How to ensure order is kept in import from csv

  • I'm importing from csv text files & need to ensure row order is maintained. 

    I've already imported one file and then added an id field so order can be maintained from now on.  But how do I know order was kept during DTS & adding the id field?  I checked a few sample areas and it does seem to match the original file, but I can't check the entire 3 million rows manually.

    So what import methods can I use to be sure order is kept?

    Data: Easy to spill, hard to clean up!
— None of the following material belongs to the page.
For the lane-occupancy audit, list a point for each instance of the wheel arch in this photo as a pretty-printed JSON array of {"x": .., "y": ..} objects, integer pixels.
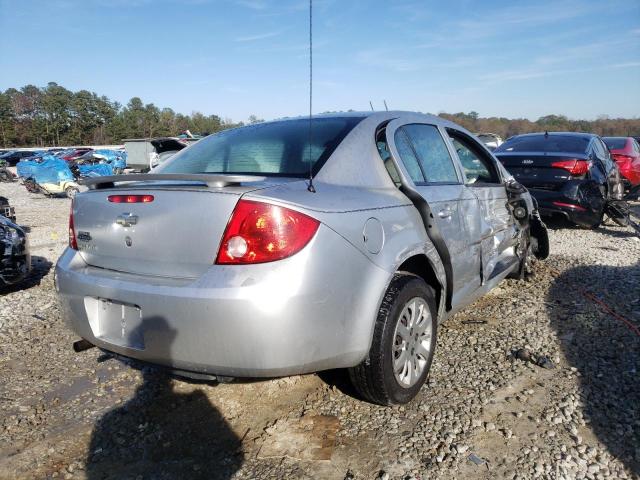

  • If you are concerned with row order when retrieving data you must use the ORDER BY clause in the SELECT statement.  The ANSI standard says that without the ORDER BY clause, rows may be returned in many order, and that is what you are likely to get, regardless of the physical order the rows are stored in

    .

     

    Original author: https://github.com/SQL-FineBuild/Common/wiki/ 1-click install and best practice configuration of SQL Server 2019, 2017 2016, 2014, 2012, 2008 R2, 2008 and 2005.
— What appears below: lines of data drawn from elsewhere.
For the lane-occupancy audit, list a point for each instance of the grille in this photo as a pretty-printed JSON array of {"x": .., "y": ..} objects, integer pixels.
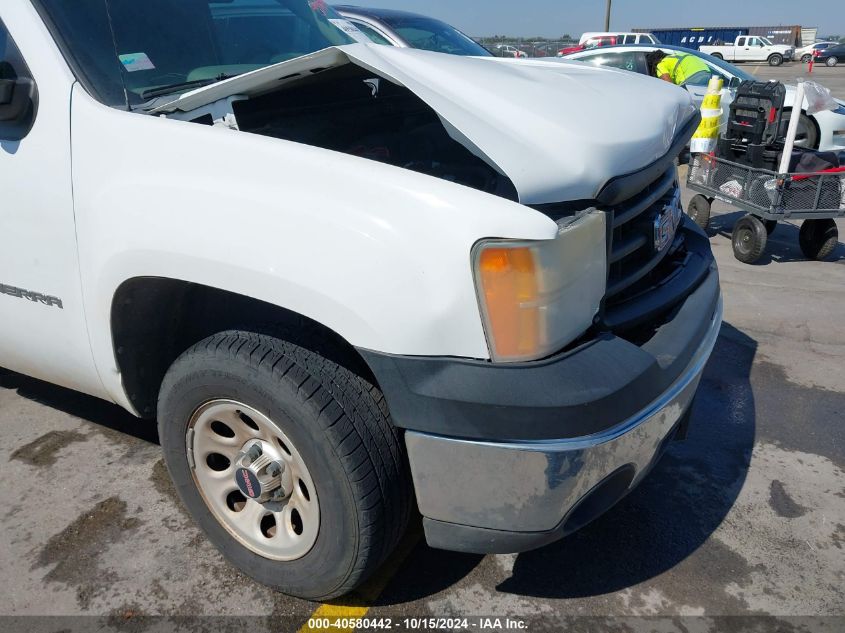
[{"x": 633, "y": 257}]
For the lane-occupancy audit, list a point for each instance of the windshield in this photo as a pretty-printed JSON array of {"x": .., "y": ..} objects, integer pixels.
[
  {"x": 434, "y": 35},
  {"x": 127, "y": 51}
]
    When I give food to the poor they call me a saint. When I ask why they are poor they call me a communist - Archbishop Hélder Câmara

  • You could create a clustered index on the target table that uses the same columns that determine the order of the rows in the source csv file.  That would ensure that the data rows in the table are physically ordered in the same manner as they are in your source data.  This is (I think) the only way to be sure that the data stored in the table is ordered the way you want.  
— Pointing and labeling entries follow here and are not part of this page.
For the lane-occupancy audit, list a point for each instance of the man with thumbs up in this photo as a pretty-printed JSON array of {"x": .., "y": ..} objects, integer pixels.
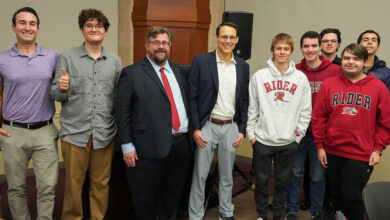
[
  {"x": 26, "y": 111},
  {"x": 84, "y": 83}
]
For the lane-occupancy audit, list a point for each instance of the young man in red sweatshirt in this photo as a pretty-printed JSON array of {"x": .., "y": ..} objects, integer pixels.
[
  {"x": 316, "y": 68},
  {"x": 351, "y": 127}
]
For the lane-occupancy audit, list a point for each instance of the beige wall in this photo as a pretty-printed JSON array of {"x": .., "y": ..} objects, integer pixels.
[
  {"x": 59, "y": 25},
  {"x": 299, "y": 16}
]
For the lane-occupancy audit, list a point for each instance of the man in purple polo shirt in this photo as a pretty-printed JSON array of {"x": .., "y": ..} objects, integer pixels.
[{"x": 27, "y": 132}]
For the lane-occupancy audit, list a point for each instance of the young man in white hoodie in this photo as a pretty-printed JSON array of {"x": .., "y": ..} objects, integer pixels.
[{"x": 278, "y": 116}]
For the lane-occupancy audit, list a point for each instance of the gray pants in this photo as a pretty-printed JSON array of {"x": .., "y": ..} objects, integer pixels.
[
  {"x": 40, "y": 145},
  {"x": 220, "y": 138},
  {"x": 283, "y": 158}
]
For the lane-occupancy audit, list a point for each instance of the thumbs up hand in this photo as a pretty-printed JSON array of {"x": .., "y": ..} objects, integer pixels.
[{"x": 63, "y": 82}]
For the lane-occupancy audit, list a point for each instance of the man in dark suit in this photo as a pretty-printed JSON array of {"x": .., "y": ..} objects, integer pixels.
[
  {"x": 218, "y": 98},
  {"x": 152, "y": 126}
]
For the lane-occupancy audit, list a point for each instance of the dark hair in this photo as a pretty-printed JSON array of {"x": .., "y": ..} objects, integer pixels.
[
  {"x": 331, "y": 31},
  {"x": 311, "y": 35},
  {"x": 226, "y": 23},
  {"x": 357, "y": 50},
  {"x": 156, "y": 30},
  {"x": 87, "y": 14},
  {"x": 282, "y": 37},
  {"x": 25, "y": 9},
  {"x": 370, "y": 32}
]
  • Then I assume I can be sure rows are transfered to the destination SQL table in the same order as the source csv file.

    I'll go with that (unless someone out there knows better) - and import into a table with a clustered index.

    Data: Easy to spill, hard to clean up!

  • Yes, the clustered index will ensure that the rows are physically ordered based on the columns you specify in the index.  Some things to bear in mind:  You can only have one clustered index per table (since it is determining the row order, it would not make sense that you can have more than one).  Essentially your clustered index has to define the primary key of the table.  You might want to take a look at the "Using Clustered Indexes" topic in Books Online.  Search for "clustered indexes, overview" in the BOL index.  Make sure you use only the minimum number of columns you need in the clustered index to ensure correct ordering and define your key. 

  • I understand clustered indexes.  What I don't fully understand is DTS. 

    My question:  If DTS imports a csv file with no primary key, will the resulting table be in the same order as the source csv file?  From testing the imported file, it seems to me that it is in the same order.  However, is this behavior guaranteed or by chance?

    Data: Easy to spill, hard to clean up!

  • Yes the order should be maintained on import from the CSV file thru DTS unless your table has a CLustered index that would cause a resort. Being however you say you have a IDENTITY column thou it should not.

  • The behaviour is NOT guaranteed.  You need to understand what is meant by 'order' in a relational database, and how this interacts with a DTS load.

    The physical order in which rows exist has no relevance to the actual order rows are presented to the user in a SELECT statement.  There is 1 and only 1 way to obtain rows from a relational database in a specified sequence and that is the ORDER clause.  If you do not use SELECT ... ORDER BY ... then any sequence of rows you obtain may not be repeatable.  There are many reasons for this, some of which are given below.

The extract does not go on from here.